Thailand plans economic rehab centre for post COVID-19
BANGKOK (Reuters) – Thailand plans to set up an centre to help revitalise an economy hit by the coronavirus outbreak and is considering more relief measures for small businesses, government officials said on Friday.
A rehabilitation centre will work similar to the government’s health-focused COVID-19 administration, but its task will be addressing economic issues, said Kobsak Pootrakool, deputy secretary-general of the Prime Minister’s Office.
“From now on, it must be a balance between disease issues and the mouth and stomach of the people,” he told reporters.
The government plans to extend debt moratoria for small-and medium sized enterprises (SMEs) from October as the pandemic is likely to continue for a while, he said after meeting the prime minister, economic agencies and the private sector.
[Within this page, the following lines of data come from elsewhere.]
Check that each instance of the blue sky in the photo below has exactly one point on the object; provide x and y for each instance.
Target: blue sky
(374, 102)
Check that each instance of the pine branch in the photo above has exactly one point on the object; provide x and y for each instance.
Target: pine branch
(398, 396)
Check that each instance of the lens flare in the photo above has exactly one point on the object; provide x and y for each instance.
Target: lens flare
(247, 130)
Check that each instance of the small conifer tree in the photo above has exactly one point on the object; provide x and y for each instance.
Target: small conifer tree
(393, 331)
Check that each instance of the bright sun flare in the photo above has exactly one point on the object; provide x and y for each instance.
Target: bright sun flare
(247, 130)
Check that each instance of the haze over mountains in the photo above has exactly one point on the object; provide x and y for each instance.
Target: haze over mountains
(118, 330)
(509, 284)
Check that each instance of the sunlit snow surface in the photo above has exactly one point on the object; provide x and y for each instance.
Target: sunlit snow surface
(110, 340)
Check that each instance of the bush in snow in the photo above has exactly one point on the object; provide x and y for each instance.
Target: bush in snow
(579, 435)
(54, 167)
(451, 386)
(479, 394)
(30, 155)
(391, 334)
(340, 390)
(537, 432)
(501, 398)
Although Thailand has had relatively few cases and no domestic transmissions for more than one month, the global impacts of the pandemic have hit the economy badly.
The central bank predicts the economy will shrink by a record 8.1% this year.
A planned 50 billion baht ($1.6 billion) fund to aid SMEs will be considered by the state planning agency, which is supervising some spending under the government’s 1 trillion baht of borrowing to help recovery from the pandemic.
Finance Minister Uttama Savanayana said he had asked to increase credit guarantees to help more than 40,000 small firms borrow 45 billion baht from banks.
“The most urgent issue for SMEs is liquidity because it directly affects jobs,” he said, adding SMEs employed 80% of the total workforce.